Aşkın Kimyası Nasıl Oluşur?
Aşkın kimyası, beynin birçok bölgesinde ve nörotransmitterler arasındaki karmaşık etkileşimler sonucu oluşur. Bu etkileşimler, beyindeki nöronlar arasındaki bağlantıları etkiler ve aşkın kimyasal sürecini başlatır.
Aşık olan kişilerde, beyindeki dopamin seviyeleri artar ve bu da mutluluk, neşe ve heyecan gibi pozitif duygulara neden olur. Aynı zamanda, beyindeki noradrenalin seviyeleri artar ve bu da fiziksel belirtilere neden olur, kalp atış hızı ve kan basıncı artar, nefes alma hızı artar ve terleme gibi belirtiler ortaya çıkar. Bu belirtiler, aşık olan kişilerin birbirlerine yakınlaşmasına ve bağlanmasına yardımcı olabilir.

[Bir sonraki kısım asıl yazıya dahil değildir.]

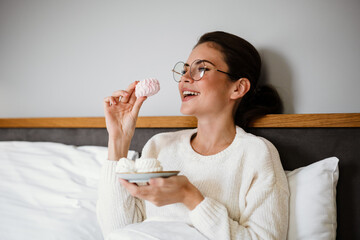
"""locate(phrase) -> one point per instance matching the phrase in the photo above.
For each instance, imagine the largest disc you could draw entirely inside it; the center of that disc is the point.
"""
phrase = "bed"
(50, 167)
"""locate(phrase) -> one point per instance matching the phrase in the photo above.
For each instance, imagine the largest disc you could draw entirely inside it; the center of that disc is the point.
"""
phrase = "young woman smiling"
(231, 183)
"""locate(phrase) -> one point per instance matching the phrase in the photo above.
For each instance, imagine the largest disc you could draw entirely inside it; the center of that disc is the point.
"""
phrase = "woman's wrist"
(192, 197)
(118, 148)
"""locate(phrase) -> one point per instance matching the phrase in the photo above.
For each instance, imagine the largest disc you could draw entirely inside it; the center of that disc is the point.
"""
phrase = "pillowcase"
(49, 190)
(313, 200)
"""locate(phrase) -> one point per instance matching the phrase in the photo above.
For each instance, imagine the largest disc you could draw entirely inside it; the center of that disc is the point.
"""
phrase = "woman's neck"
(213, 135)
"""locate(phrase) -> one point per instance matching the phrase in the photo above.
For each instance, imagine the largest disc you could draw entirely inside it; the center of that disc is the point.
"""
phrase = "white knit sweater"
(245, 189)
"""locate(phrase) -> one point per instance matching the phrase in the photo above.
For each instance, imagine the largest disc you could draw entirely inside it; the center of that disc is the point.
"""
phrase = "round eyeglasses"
(197, 70)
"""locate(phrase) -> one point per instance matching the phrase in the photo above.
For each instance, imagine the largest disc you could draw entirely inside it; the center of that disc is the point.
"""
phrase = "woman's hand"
(121, 112)
(164, 191)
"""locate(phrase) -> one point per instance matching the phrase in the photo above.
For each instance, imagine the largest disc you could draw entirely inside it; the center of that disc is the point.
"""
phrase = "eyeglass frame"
(203, 61)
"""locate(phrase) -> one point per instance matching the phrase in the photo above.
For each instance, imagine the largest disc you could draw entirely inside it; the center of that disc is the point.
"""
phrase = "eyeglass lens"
(197, 70)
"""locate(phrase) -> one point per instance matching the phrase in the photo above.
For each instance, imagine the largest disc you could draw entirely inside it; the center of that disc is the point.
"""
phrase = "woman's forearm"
(118, 148)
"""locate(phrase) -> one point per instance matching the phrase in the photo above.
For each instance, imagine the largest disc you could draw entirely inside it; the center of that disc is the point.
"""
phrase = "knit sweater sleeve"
(116, 208)
(264, 214)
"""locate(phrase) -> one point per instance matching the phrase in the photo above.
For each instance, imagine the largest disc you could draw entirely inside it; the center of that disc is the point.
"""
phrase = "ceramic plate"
(145, 176)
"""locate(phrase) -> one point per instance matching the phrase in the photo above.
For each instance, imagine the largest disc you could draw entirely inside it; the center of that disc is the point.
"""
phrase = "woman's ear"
(241, 87)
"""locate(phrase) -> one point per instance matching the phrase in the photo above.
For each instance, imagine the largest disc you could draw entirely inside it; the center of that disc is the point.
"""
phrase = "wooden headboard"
(301, 139)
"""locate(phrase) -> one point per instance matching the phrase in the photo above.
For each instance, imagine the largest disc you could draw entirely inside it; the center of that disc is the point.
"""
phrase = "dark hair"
(244, 61)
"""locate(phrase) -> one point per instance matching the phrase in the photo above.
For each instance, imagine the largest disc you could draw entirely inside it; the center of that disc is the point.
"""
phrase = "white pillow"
(49, 190)
(313, 200)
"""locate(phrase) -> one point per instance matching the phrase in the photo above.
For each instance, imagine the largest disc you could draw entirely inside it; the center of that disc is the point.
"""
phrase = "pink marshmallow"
(147, 87)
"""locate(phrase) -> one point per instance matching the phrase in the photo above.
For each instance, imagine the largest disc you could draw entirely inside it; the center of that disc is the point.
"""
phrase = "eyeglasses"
(197, 70)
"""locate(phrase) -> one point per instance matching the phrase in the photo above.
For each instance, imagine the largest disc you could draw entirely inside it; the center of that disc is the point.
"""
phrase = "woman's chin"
(186, 111)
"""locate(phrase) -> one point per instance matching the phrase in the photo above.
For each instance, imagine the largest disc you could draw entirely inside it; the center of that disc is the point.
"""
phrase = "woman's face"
(211, 94)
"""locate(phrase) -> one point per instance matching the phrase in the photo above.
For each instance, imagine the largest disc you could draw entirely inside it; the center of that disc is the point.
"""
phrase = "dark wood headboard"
(301, 139)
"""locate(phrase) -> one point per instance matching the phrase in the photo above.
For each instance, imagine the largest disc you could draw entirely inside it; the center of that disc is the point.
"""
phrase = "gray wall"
(61, 58)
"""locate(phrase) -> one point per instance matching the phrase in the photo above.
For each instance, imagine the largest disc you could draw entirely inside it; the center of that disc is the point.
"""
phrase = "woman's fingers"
(137, 105)
(108, 101)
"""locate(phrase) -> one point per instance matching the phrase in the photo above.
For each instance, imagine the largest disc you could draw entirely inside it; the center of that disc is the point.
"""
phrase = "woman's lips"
(187, 98)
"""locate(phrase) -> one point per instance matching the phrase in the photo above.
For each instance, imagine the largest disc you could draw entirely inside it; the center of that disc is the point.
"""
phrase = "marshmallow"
(147, 87)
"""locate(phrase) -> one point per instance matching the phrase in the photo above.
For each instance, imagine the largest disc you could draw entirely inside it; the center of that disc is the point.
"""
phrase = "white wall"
(61, 58)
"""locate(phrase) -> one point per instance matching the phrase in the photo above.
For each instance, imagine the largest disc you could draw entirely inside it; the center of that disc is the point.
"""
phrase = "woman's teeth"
(188, 93)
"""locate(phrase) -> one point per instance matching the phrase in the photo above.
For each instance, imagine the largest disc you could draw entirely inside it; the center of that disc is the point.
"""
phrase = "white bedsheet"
(49, 190)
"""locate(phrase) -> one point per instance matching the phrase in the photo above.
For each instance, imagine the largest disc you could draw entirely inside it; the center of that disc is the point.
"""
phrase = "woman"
(232, 184)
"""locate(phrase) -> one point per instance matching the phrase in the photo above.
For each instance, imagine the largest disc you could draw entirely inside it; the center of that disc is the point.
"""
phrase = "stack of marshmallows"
(146, 87)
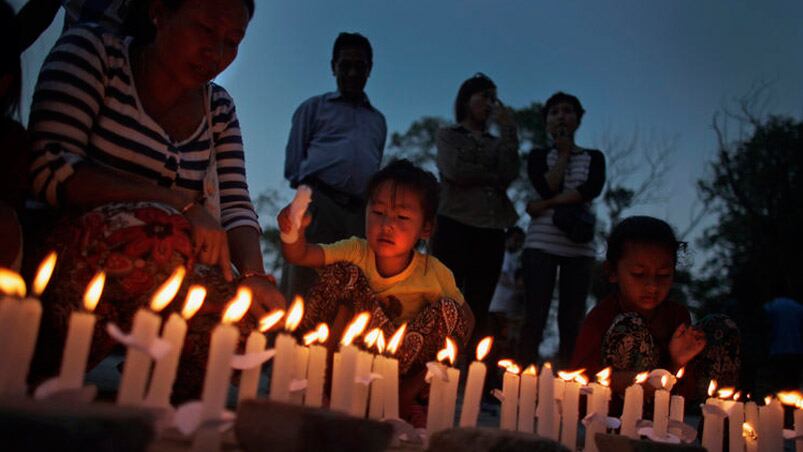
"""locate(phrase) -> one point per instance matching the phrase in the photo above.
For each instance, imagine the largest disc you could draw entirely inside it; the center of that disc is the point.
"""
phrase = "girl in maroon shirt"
(638, 328)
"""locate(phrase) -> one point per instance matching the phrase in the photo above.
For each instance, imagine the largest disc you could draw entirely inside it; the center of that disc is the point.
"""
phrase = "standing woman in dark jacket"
(566, 178)
(476, 168)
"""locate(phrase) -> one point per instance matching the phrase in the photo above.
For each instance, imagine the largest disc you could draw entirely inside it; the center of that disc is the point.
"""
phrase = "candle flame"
(396, 339)
(11, 283)
(726, 393)
(505, 363)
(168, 290)
(570, 375)
(372, 337)
(295, 314)
(270, 320)
(355, 328)
(238, 306)
(44, 273)
(642, 377)
(789, 397)
(195, 298)
(712, 386)
(748, 432)
(93, 291)
(484, 347)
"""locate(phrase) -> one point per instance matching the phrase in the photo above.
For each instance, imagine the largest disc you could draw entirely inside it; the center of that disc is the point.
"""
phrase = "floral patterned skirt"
(138, 245)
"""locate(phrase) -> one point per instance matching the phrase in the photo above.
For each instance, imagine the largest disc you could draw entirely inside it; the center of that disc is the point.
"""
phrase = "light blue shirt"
(337, 142)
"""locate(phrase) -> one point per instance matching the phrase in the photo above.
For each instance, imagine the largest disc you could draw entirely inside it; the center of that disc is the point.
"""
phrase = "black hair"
(138, 22)
(645, 230)
(559, 98)
(479, 82)
(352, 40)
(10, 60)
(402, 172)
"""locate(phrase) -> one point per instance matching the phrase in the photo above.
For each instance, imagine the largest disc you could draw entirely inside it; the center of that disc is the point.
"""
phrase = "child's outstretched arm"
(299, 252)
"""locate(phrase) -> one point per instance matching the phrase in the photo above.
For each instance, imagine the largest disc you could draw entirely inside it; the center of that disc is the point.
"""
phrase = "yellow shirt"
(425, 280)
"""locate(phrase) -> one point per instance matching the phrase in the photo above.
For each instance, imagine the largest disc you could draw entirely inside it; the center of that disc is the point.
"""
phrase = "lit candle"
(634, 405)
(256, 342)
(571, 405)
(316, 372)
(713, 422)
(390, 374)
(527, 397)
(221, 349)
(174, 332)
(598, 404)
(137, 366)
(770, 425)
(749, 432)
(510, 395)
(546, 403)
(284, 361)
(376, 406)
(472, 395)
(345, 364)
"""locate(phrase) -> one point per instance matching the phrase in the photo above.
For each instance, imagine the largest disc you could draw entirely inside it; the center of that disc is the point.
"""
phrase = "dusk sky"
(663, 68)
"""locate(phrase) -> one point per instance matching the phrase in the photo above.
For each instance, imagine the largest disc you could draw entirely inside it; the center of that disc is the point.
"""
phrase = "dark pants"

Aşkın kimyası sürecinde, beyindeki serotonin seviyeleri de etkilenir. Serotonin, beynin mutluluk merkezinde önemli bir rol oynar ve aşık olan kişilerde düşebilir. Bu, aşkın yoğunluğunu artırabilir ve aynı zamanda aşık olan kişilerin diğer insanlara karşı olan duyarlılıklarını da artırabilir.
Aşkın Kimyası Nasıl Etkilenir?
Aşkın kimyası, birçok faktörden etkilenebilir. Aşık olan kişiler arasındaki fiziksel temas, özellikle dokunma, beyindeki dopamin seviyelerini artırabilir. Aynı zamanda, kişinin beğenisine uygun bir yemek yemesi, bir konser veya etkinlikte bulunması gibi diğer keyifli deneyimler de dopamin seviyelerini artırabilir.

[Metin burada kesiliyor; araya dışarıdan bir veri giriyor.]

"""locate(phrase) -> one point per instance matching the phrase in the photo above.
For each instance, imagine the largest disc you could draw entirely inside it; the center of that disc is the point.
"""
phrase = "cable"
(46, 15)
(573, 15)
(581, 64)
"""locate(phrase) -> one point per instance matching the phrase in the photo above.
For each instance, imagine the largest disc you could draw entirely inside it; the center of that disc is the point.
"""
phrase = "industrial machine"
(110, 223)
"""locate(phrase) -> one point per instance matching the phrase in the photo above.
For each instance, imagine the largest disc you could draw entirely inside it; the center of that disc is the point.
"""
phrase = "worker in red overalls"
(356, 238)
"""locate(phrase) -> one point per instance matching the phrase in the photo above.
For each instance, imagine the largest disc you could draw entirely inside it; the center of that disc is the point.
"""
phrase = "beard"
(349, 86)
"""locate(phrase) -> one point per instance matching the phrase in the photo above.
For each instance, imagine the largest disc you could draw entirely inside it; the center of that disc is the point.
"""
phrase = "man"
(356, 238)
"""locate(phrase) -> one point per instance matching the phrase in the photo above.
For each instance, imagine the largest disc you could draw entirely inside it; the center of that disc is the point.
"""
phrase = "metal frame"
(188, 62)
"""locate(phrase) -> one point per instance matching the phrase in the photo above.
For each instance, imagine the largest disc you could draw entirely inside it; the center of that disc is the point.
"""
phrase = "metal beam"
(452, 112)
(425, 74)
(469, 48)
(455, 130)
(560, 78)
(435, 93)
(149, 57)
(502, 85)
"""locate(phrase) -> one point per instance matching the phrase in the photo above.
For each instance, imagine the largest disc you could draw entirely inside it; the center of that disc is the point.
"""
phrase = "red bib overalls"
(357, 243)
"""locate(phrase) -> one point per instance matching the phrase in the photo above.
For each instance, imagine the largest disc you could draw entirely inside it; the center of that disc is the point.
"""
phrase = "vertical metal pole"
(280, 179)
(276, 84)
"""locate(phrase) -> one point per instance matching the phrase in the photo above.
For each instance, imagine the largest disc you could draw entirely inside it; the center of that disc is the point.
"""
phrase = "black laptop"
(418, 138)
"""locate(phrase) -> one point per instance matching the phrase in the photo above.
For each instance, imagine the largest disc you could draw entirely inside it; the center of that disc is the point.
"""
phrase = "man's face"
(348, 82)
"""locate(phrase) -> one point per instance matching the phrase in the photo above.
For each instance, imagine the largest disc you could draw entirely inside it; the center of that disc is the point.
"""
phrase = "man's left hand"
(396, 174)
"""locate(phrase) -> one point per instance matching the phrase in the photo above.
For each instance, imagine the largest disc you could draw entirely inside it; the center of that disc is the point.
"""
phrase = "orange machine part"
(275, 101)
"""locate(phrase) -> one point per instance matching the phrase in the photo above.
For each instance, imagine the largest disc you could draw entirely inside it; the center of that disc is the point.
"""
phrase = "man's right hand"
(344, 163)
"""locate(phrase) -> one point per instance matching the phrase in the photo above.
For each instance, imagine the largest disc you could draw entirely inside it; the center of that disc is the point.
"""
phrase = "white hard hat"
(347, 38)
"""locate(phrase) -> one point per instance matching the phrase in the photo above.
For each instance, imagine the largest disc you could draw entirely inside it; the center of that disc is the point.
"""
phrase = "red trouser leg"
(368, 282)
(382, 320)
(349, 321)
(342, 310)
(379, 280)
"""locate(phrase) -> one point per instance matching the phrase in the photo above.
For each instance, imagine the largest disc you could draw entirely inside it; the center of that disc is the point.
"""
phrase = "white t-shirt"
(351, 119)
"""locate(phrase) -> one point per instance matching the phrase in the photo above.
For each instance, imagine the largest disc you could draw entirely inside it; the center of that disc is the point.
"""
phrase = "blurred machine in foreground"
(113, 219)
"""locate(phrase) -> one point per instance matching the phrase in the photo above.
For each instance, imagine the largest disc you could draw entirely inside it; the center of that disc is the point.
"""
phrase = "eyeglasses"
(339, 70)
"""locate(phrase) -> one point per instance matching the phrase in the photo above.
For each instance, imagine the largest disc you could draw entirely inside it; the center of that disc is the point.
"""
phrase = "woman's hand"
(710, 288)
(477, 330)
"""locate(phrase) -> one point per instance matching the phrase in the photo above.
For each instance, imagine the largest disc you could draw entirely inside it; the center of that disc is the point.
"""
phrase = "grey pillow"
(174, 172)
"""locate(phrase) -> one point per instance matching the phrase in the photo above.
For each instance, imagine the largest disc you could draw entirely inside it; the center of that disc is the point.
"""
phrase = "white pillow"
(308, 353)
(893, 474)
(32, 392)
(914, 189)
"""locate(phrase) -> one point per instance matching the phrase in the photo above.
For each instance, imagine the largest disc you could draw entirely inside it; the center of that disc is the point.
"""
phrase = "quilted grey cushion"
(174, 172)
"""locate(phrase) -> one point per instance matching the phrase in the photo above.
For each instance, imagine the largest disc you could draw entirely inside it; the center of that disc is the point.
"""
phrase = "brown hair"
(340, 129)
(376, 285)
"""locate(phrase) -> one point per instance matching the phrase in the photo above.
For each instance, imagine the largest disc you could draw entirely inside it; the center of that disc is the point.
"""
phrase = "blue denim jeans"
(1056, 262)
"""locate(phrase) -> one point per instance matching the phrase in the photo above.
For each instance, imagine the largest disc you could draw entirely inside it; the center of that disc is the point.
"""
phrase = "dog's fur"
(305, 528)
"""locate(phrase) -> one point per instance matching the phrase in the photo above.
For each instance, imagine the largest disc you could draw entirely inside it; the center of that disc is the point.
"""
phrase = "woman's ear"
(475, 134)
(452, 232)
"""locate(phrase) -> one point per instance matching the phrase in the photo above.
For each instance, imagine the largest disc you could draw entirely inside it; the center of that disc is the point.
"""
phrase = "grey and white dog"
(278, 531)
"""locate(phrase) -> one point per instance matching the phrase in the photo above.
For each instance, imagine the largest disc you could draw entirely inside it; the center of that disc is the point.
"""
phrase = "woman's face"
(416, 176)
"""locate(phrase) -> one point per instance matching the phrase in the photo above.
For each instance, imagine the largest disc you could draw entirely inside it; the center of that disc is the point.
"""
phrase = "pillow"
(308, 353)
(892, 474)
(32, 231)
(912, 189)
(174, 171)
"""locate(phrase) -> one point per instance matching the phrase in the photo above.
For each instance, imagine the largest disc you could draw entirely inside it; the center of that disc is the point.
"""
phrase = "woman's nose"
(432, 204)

Aşkın kimyası, aynı zamanda strese de duyarlıdır. Özellikle, ayrılık veya reddedilme gibi negatif deneyimler, beyindeki noradrenalin seviyelerini artırabilir ve depresyon, endişe ve üzüntü gibi duygulara neden olabilir. Bu nedenle, aşk ilişkileri bazen inişli çıkışlı olabilir ve aşkın kimyası süreci, diğer duyguların da etkisiyle karmaşık bir hale gelebilir.
Sonuç
Aşkın kimyası, insanlar arasındaki romantik ve duygusal bağların bir parçasıdır. Beyindeki nörotransmitterler, özellikle dopamin, noradrenalin ve serotonin gibi kimyasal bileşenler, aşkın yoğunluğunu ve süresini belirler. Aşkın kimyası, aynı zamanda insan sağlığı üzerinde de etkilere sahip olabilir. Ancak, aşkın kimyası süreci her zaman pozitif değildir ve bazen negatif duygulara neden olabilir. Bu nedenle, insanlar aşk ilişkilerinde dikkatli olmalı ve aşkın kimyası sürecinin tüm yönlerini anlamaya çalışmalıdır.